In Situ Resource Utilization (ISRU) is at the forefront of near-term lunar and Martian missions. While many technologies and program strategies focus in ISRU, propellant production substantially impacts the scope and duration of these missions. Through ISRU, missions can benefit from substantial mass savings, and size reduction which, in turn, result in longer durations and larger payloads. Moreover, reusable landers within situ propellant production can reduce cost and benefit critical functions such as life support, energy storage, and scientific payloads.
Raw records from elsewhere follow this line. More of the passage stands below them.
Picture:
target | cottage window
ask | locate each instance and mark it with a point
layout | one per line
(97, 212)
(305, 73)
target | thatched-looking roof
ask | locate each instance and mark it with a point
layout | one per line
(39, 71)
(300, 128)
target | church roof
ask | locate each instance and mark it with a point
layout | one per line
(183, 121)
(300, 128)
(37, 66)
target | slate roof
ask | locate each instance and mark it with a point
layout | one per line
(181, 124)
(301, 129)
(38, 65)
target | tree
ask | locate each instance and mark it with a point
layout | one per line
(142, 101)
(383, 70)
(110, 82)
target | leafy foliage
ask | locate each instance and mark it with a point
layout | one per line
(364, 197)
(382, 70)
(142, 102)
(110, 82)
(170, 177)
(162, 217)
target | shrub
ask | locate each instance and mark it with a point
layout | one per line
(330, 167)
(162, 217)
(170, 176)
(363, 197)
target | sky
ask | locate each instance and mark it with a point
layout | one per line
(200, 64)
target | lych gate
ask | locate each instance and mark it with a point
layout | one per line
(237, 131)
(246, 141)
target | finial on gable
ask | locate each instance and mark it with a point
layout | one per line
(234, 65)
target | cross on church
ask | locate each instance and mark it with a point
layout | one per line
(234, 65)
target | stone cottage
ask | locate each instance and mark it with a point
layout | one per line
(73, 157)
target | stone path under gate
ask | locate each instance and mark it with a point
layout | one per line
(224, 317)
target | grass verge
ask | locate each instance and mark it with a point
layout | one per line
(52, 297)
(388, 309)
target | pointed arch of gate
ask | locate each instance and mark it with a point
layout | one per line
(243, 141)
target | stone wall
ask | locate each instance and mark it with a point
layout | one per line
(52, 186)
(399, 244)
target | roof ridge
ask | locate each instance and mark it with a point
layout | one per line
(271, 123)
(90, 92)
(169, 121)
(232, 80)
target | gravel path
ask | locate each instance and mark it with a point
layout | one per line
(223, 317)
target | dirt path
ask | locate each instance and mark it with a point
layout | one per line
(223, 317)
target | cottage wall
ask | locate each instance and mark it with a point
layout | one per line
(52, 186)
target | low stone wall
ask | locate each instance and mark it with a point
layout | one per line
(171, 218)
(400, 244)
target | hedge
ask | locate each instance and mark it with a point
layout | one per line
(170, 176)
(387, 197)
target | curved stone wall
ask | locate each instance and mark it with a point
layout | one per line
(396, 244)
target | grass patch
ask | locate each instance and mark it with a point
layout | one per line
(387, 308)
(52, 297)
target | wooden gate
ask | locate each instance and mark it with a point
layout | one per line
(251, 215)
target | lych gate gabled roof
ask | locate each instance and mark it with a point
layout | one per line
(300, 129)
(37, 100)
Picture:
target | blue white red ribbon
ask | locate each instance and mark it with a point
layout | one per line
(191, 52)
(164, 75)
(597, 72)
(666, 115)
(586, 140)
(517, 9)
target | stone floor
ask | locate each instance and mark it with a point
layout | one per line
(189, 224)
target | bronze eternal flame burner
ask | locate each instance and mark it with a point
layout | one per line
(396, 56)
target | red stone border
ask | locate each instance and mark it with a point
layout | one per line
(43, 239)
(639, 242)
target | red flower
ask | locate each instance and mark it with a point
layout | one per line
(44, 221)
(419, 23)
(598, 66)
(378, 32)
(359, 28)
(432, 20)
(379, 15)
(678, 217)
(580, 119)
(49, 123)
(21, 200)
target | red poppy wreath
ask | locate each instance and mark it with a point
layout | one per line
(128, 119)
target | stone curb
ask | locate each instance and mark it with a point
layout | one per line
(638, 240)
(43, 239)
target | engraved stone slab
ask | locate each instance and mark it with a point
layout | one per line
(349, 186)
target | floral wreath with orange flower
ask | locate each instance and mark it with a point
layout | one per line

With the potential benefit comes certain technical challenges. While pure methane is a well-characterized propellant, impurities that may be present in in situ production can cause a variety of issues. Beginning in the manufacturing process, the presence of carbon dioxide, carbon monoxide, and water can affect the success of liquefaction processes. Carbon dioxide and water both have freezing points above the saturation temperature of methane that could cause the build up of solids in liquefaction plumbing. Moreover, carbon monoxide has a lower saturated temperature so it may either, not condense and cause gas pocket, or condense and boil off later. It may require a conditioning stage to separate carbon monoxide from methane or maintaining temperatures low enough to keep it from boiling.
In this effort GTL proposes to determine the effect of impure propellant on mission critical systems, including storage, pressurization systems, thermal management systems, and combustion instability.
Since this effort is focused towards defining standards for impure propellant properties, the commercial marketplace is small. Therefore, the direct commercialization impact is also small. However, since several current and future propulsion systems are expected to use methane fuel, the secondary impact of safely relaxing specifications is sizeable.
On the other hand, validation of GTL’s computational physics framework used in this effort supply another tangible benefit to NASA for combustion and combustion instability modeling.
Several commercial space ventures have baselined methane or natural gas fuels for propulsion systems. Characterizing the limitations of subpure propellants can have an impact of launch costs, mission scope, and logistical supply chains for these entities. Moreover, military applications could find value from in situ methane production and refinement for remote missions.